What Are RBMs, Deep Belief Networks and Why Are They Important to Deep Learning?
In this article, we are going to take a look at what are DBNs and where can we use them.

A Deep Belief Network(DBN) is a powerful generative model that uses a deep architecture and in this article, we are going to learn all about it. Don’t worry this is not related to ‘The Secret or Church’, even though it involves ‘Deep Belief’, I promise!
After you read this article you will understand what is, how it works, where to apply and how to code your own Deep Belief Network.
Here is an overview of the points we are going to address:
- What is a Boltzmann Machine?
- Restricted Boltzmann Machine
- Deep Belief Network
- Deep Boltzmann Machine vs Deep Belief Network
What is a Boltzmann machine?
To give you a bit of background, Boltzmann machines are named after the Boltzmann distribution (also known as Gibbs Distribution and Energy-Based Models — EBM) which is an integral part of Statistical Mechanics and helps us to understand the impact of parameters like Entropy and Temperature on the Quantum States in the field of Thermodynamics. They were invented in 1985 by Geoffrey Hinton and Terry Sejnowski.

There are no output nodes! This may seem strange but this is what gives them this non-deterministic feature. They don’t have the typical 1 or 0 type output through which patterns are learned and optimized using Stochastic Gradient Descent. They learn patterns without that capability and this is what makes them so special!
One thing to note, unlike normal neural networks that don’t have any connections between the input nodes, a Boltzmann Machine has connections among the input nodes. We can see from the image that all the nodes are connected to all other nodes irrespective of whether they are input or hidden nodes. This allows them to share information among themselves and self-generate subsequent data. We only measure what’s on the visible nodes and not what’s on the hidden nodes. When the input is provided, they are able to capture all the parameters, patterns and correlations among the data. This is why they are called Deep Generative Model and fall into the class of Unsupervised Deep Learning.
Restricted Boltzmann machine
RBMs are a two-layered generative stochastic building blocks that can learn a probability distribution over its set of inputs features( i.e. image pixels).
Note: First, they aren’t used as much nowadays if at all and second they aren’t themselves neural networks, they are used as building blocks, more on this on the next section.
RBMs were also invented by Geoffrey Hinton and has many uses cases such as dimensionality reduction, classification, regression, collaborative filtering, feature learning, and topic modelling.
As the name implies, RBMs are a variant of Boltzmann machines with a small difference, their neurons must form a bipartite graph, which means there are no connections between nodes within a group(visible and the hidden) which makes them easy to implement as well as makes them more efficient to train them when compared to Boltzmann Machines.
In particular, this connection restriction allows RBMs to use more efficient and sophisticated training algorithms than the ones available for BM, such as the gradient-based contrastive divergence algorithm.
In simpler terms, this means that we basically have fewer connections.
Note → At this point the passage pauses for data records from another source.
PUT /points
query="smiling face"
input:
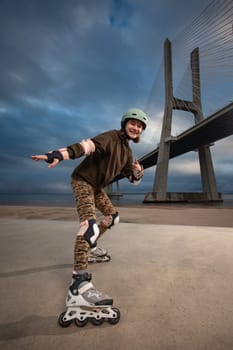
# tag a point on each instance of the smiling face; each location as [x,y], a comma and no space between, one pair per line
[133,128]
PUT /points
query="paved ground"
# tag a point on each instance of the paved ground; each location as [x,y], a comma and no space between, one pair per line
[173,285]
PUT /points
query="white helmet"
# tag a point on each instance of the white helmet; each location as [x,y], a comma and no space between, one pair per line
[134,113]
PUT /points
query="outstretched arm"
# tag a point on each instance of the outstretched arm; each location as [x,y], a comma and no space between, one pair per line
[53,157]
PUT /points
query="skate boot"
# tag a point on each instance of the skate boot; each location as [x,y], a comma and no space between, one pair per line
[85,303]
[98,255]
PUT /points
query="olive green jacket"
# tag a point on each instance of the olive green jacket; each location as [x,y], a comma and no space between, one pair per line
[113,156]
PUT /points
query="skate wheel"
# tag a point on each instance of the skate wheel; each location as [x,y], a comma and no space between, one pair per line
[81,323]
[62,322]
[97,322]
[116,319]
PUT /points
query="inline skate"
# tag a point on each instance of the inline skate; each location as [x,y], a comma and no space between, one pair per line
[84,303]
[98,255]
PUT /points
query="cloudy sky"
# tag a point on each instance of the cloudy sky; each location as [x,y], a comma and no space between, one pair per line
[69,70]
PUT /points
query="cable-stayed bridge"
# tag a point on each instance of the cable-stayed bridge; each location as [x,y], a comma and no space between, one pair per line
[203,57]
[206,132]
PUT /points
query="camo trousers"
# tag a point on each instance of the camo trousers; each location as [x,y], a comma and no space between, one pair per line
[87,200]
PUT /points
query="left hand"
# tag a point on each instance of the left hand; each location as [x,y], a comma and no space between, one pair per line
[137,169]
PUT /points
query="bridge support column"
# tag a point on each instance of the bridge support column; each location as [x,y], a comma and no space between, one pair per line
[209,187]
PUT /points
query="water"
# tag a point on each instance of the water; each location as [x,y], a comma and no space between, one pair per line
[66,200]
As shown in the figure above. RBMs hold two sets of random variables (also called neurons): one layer of visible variables/nodes(which is the layer where the inputs go) to represent observable data and one layer of hidden variables to capture dependencies(calculate the probability distribution of the features) of the visible variables.
Forward pass


Backward Pass


RBM is a stochastic building block (layer) which means that the weights associated with each neuron are randomly initialized then we perform alternating Gibbs sampling: All of the units in a layer are updated in parallel given the current states of the units in the other layer and this is repeated until the system is sampling from its equilibrium distribution.
Now Given a randomly selected training image 𝑣, the binary state ℎ𝑗 of each hidden unit 𝑗, is set to 1 where its probability is:
𝑃(ℎ 𝑗 = 1|𝒗) = ℊ (𝑏𝑗 + ∑i V𝑖 . W𝑖𝑗 ) — (12)
Where ℊ(𝑥) is the logistic sigmoid function ℊ(𝑥) = 1/(1 + exp(−𝑥)). Therefore 𝑑𝑎𝑡𝑎 can be computed easily.
Where 𝑊𝑖𝑗 represents the symmetric interaction term between visible unit 𝑖 and hidden unit j, 𝑏𝑖 and 𝑎i are bias terms for hidden units and visible units respectively.
Since there are no direct connections between visible units in an RBM, it is very easy to obtain an unbiased sample of the state of a visible unit, given a hidden vector
𝑃(𝑣𝑖 = 1|𝒉) = ℊ (𝑎𝑖 + ∑j ℎ𝑗 W𝑖𝑗 ) — (13)
However computing 𝑚𝑜𝑑𝑒𝑙 is so difficult. It can be done by starting from any random state of the visible units and performing sequential Gibbs sampling for a long time. Finally due to impossibility of this method and large run-times, Contrastive Divergence (CD) method is used.
Contrastive Divergence (CD)
Since Gibbs sampling method is slow, Contrastive Divergence (CD) algorithm is used. In this method, visible units are initialized using training data. Then binary hidden units are computed according to equation (12). After determining binary hidden unit states, 𝑣𝑖 values are recomputed according to equation (13). Finally, the probability of hidden unit activation is computed and using these values of hidden units and visible units, 𝑚𝑜𝑑𝑒𝑙 is computed.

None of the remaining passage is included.